Дальнейший разрыв, которого Горький пережить так и не смог, заставлял его снова и снова искать причины, мучительно перебирая все значимые разговоры с Леонидом во времена ничем еще не замутненной их дружбы. Когда-то в пьяном угаре тот говорил Горькому: «Ты мешаешь мне быть самим собою. Оставь меня — я буду шире. Ты, может быть, обруч на бочке, уйдешь и — бочка рассыплется, но — пускай рассыплется, — понимаешь? Ничего не надо сдерживать, пусть все разрушается»[310]. До «Жизни человека» обруч надежно сдерживал неукротимую бочку, но теперь держать Леонида стало не так-то легко. «Ты мешаешь мне быть собою» — интуитивно автор чувствовал, что путь, на который он вступил в «Жизни человека», ведет в неизвестность, за пределы апробированного и театром, и драмой, и здесь рецепты Горького абсолютно бессмысленны.
Мучительно и сбивчиво формулируя пожелания для Станиславского, который намеревался ставить «Жизнь…», в МХТ, он называет новую пьесу то «неореалистической», то «стилизованной» драмой: «нет положительной спокойной степени, а только превосходная, если добр — то как ангел; если глуп — то как министр; если безобразен, то чтобы дети боялись», а то вдруг говорит о театре «интеллектуальных переживаний». В одном он был абсолютно уверен: «Если в Чехове и даже в Метерлинке сцена должна дать жизнь, то здесь — в этом представлении сцена должна дать только отражение жизни. Ни на одну минуту зритель не должен забывать, что он находится в театре и перед ним актеры, изображающие то-то и то-то»[311], — настаивал Андреев в письме режиссеру, мучительно надеясь, что его несомненный авторитет и высокое мастерство актеров МХТ сделают очевидным новаторство драматурга и достоинства пьесы. «Жизнь человека» — это не жизнь, не жизнь и не жизнь, — бунтует он против иллюзорного театра и в строках писем и между строк, словно уже предвидя, что его одинокий голос обретет силу и мощь не теперь, отнюдь не при его жизни, на другой территории.
Мысль Леонида Андреева о неиллюзорном, неаристотелевском театре, мысль — как всегда страстная, пророческая и рваная — окрепнет, обретет мощное продолжение и строгое логическое завершение лишь в театральной революции Бертольда Брехта. Это случится через полвека: режиссерский театр должен «переварить» Мейерхольда и Рейнхарда, а драма пройти долгий путь через «дискуссию», «экспрессионизм» и другие «измы». Но увлечение, а точнее сказать, порабощенность этой идеей — создать принципиально новый, не жизненный, однако и не символистский, но какой-то иной, неведомый театр не отпускали Андреева ни в дни горя и траура, ни тогда, когда Горький и его «подмаксимовики» предсказывали «Жизни человека» полный провал.
Мысль его уже вращается вокруг продолжения «Жизни…», в воображении строится целый цикл условных предельно обобщенных пьес, сталкивающий его «вообще Человека» с «вообще Революцией», «вообще Любовью», Богом, Дьяволом, Смертью.

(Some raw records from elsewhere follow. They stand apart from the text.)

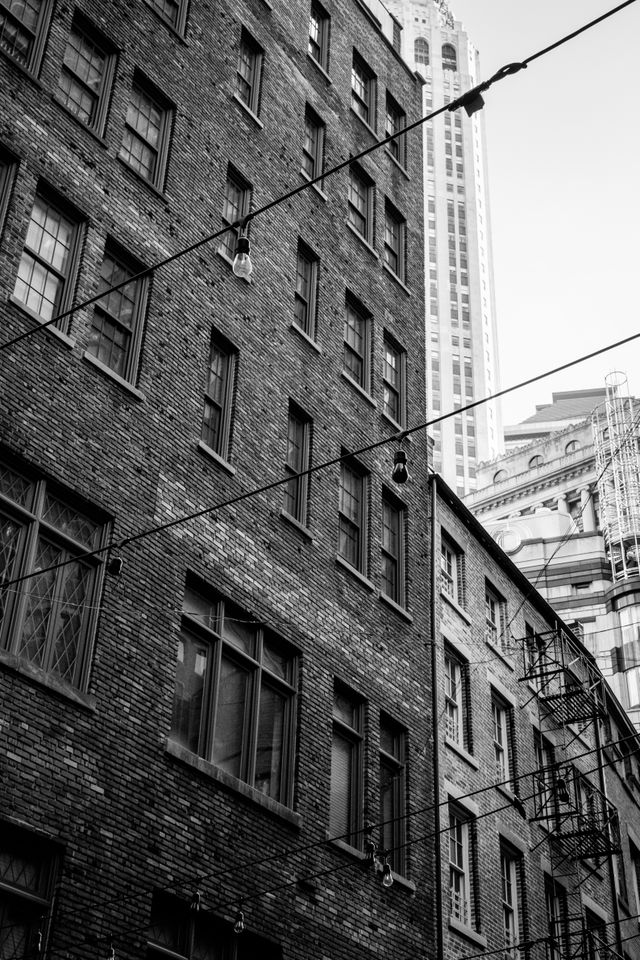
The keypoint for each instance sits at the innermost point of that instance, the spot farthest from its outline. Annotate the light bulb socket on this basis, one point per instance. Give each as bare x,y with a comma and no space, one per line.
400,473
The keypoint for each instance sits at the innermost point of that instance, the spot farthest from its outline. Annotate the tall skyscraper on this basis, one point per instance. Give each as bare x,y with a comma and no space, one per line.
462,356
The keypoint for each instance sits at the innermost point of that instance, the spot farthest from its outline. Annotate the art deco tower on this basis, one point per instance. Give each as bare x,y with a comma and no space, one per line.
462,356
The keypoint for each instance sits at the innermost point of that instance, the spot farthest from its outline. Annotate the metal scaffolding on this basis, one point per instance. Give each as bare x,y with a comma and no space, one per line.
615,437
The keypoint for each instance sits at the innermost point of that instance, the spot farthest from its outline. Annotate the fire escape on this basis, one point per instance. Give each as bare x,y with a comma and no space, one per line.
581,825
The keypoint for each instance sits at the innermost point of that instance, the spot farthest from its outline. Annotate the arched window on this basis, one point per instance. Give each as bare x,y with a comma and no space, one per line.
449,58
421,51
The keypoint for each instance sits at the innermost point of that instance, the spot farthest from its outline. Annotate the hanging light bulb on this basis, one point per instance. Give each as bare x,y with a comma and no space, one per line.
242,266
400,473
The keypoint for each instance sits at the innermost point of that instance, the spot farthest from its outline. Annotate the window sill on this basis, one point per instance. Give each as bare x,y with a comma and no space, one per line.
99,365
65,338
461,752
148,183
254,116
363,241
365,124
210,452
401,168
394,605
506,659
238,786
314,186
454,606
93,133
299,526
179,36
355,573
43,679
363,393
305,337
319,68
229,263
396,278
24,70
467,932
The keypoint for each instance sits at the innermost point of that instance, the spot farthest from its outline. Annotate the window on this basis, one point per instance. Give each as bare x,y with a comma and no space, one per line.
393,776
495,619
363,90
179,933
237,201
352,515
146,134
457,700
116,328
557,918
396,120
85,78
462,898
502,724
452,570
235,695
47,266
449,58
306,286
393,549
47,621
360,203
394,240
174,11
313,144
393,381
357,337
298,459
421,51
248,74
218,396
319,35
509,868
345,816
22,30
27,876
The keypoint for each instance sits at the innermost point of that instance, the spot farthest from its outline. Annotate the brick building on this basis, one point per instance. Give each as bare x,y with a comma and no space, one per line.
201,716
539,766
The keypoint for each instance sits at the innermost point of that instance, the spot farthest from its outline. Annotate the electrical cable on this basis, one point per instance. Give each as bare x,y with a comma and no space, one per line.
465,100
394,438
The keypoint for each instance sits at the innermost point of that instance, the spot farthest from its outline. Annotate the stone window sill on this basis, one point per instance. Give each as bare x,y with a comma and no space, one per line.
210,452
238,786
65,338
113,376
51,683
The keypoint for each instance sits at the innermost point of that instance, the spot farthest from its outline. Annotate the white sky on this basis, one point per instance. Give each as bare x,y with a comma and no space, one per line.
564,187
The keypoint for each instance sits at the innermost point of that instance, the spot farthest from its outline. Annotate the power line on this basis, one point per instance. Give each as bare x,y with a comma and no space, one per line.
469,98
394,438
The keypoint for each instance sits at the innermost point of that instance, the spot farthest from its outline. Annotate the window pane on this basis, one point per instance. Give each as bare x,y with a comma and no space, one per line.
191,676
230,717
270,733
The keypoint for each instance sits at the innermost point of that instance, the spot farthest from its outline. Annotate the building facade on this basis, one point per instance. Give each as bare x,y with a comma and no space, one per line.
190,708
554,502
462,352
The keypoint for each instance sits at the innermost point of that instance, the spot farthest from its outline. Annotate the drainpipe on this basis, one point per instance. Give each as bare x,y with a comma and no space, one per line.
435,727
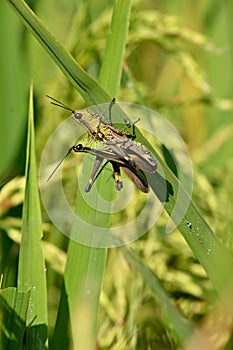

В январе, на Капри, он яростно доказывал Вересаеву правильность выбранного пути: «Однажды вечером сидели мы с ним в его кабинете. Разговорились особенно как-то хорошо и задушевно. Андреев излагал проекты новых задуманных им пьес в стиле „Жизнь человека“, подробно рассказал содержание впоследствии написанной им пьесы „Царь-Голод“. В его тогдашней, первоначальной передаче она мне показалась ярче и грандиознее, чем в осуществленной форме.